TRENTON, N.J. - An ex-CEO and chairman of a New Jersey grocery cooperative pleaded guilty Thursday to plotting to cheat it and the Internal Revenue Service by disguising embezzled funds as business expenses, The Associated Press reports.

Martin Vitale, the former head of Twin County Grocers Inc. and owner of many Foodtown supermarkets in northern New Jersey, also pleaded guilty to conspiring to make illegal payments to a union leader.

Vitale, 60, of Alpine, N.J., faces up to 10 years in prison and $500,000 in fines.

A co-conspirator, advertising executive Marvin Reichenstein, was sentenced to two years probation for his part in the scheme.

The labor leader, Joseph P. Rizzo, pleaded guilty to a conspiracy charge in April 2001 and was sentenced that October to the maximum 18 months in prison.
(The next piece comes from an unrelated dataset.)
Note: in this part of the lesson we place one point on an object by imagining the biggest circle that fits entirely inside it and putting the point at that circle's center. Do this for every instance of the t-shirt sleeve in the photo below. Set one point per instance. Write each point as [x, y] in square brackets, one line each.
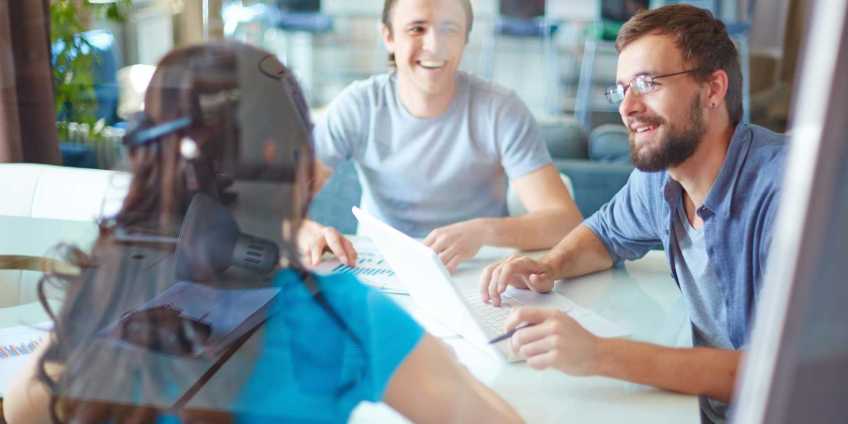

Rizzo was also fined $30,000 and barred from holding union office for 13 years.

He had been president of the United Food and Commercial Workers Union Local 1262, one of the largest in the state, representing about 30,000 grocery store workers.

Problems with Twin County emerged in April 1997 when Vitale was fired. He was sued by Foodtown in January 1998, accused of embezzling $12 million over a four-year period. The suit also charged Reichenstein, alleging that fake invoices from his agency, which was used by Twin County and Foodtown, brought $2.5 million in kickbacks to Vitale. A confidential settlement was reached in 2001.

Twin County, created in 1944, filed for bankruptcy and closed its doors in December 1998. It was founded as a retailer-owned cooperative. At its peak in the mid-1990s, the company had $1.2 billion in revenue and served nearly 150 stores across the Northeast and Puerto Rico.